Z czego słynie Toruń?
Jak wspomniałam we wstępie, pierwszy raz byłam na nizinach. Przyznam, że teren pozbawiony g ór wydawał mi się dziwny. Mimo to, bardzo mi się tutaj spodobało. U nas na wsi była zupełn9ie inna architektura. Tutaj mogłam oglądać tyle zabytków. Najbardziej zachwycił mnie zamek krzyżacki. Uczyłam się o tym na historii, ale nie wiedziałam, że taki znajduje się akurat w Toruniu. Na starym mieście było tyle ciekawych budowli. Niektóre kościoły były wysokie, jak góry. Miały strzeliste dachy. Potem się dowiedziałam, że to był styl gotycki. Zafascynował mnie.

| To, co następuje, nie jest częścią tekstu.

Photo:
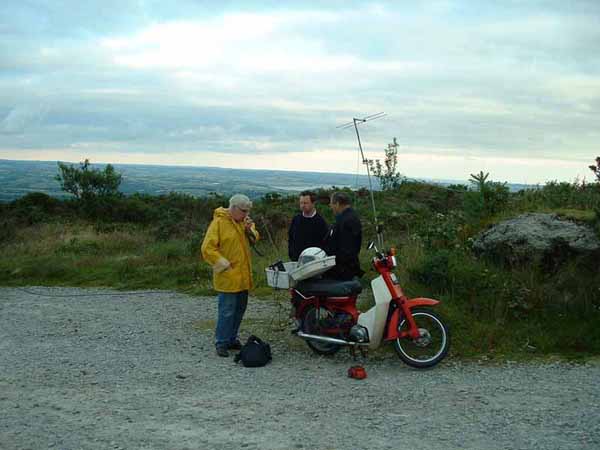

To, co mnie najbardziej urzekło, to wizyta w planetarium. Czułam się jak w kinie, jak w teatrze, albo i lepiej! Cały spektakl był tak realistyczny, że można było czuć się niczym jak w kosmosie! Dowiedziałam się wielu ciekawych rzeczy. Miedzy innymi tego, że Toruń słynie z pierników, które są jego symbolem. Wybrałam się oczywiście do sklepu z tymi piernikami. Musze przyznać, że były naprawdę pyszne. Kupiłam więc dla rodziny kilka paczek. Zadziwił mnie fakt, że było bardzo dużo sklepów, aptek, kino, teatr, galerie handlowe i rozwinięta sieć komunikacyjna. Gdybym przyjechała tutaj sama, to na pewno bym się zgubiła! Dla mnie to miasto było ogromne mimo, że nie należało do największych w Polsce.
Bardzo miło wspominam wycieczkę do Torunia. Żałuję, że nie mogłam tam dłużej zostać. Liczę, że jeszcze kiedyś odwiedzę to piękne miasto. Naprawdę warto było tutaj przyjechać.